The contention that the Court will not decree the forfeiture of a vessel unless the complicity of the master or other officer in the illicit act is shown, is not in our view supported by the Hawaiian cases cited, and is not supported by the text of the statute. In Re The Mary Belle Roberts, 3 Hawn., 823, where the captain had concealed opium, a part of which he had landed, question was raised whether the ship, which is the property of innocent third parties, be forfeited by the unlawful proceeding of the master. The Court say it would be sufficient to make answer that the statute of this Kingdom expresses in language too plain to admit of other construction, that such a penalty may be enforced.

The supplementary Act which we are considering differs from the Act which it supplements in this, that the penalty for having opium in a secret or disguised place is the single one of forfeiture of the ship.

C. W. Ashford (Attorney-General), for the libel.
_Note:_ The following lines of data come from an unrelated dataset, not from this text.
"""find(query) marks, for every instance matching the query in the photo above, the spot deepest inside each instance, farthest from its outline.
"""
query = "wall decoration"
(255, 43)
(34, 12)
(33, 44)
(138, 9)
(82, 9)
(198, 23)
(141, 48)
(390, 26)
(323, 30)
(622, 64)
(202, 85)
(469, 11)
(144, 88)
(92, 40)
A. S. Hartwell, proctor for respondents.

The Attorney-General can then proceed in no other form. The meaning of the statute is unmistakable. The administration must be trusted with the discretion of proceeding under it in such a way as shall commend itself to the sense of justice of the nations having commerce with us.

Customs laws of great severity are found among the statutes of all commercial nations. “The vessel which commits the aggression is treated as the offender, as the guilty instrument or thing to which the forfeiture attaches, without any reference whatsoever to the character or conduct of the owner.” Per Mr. Justice Story, cited In Re The Mary Belle Roberts.

The libel sufficiently avers the offense under the statute, in alleging that at the time of the arrival of the brigantine at the port of Kahului there was contained on board the opium placed as described. The language of the statute in the earlier part of the section prescribes prohibited goods “found on any ship within the limits of any port,” and in the latter part “having opium on board concealed,” etc.

The demurrer is overruled on all points with costs.

The respondents have leave to file answer within ten days.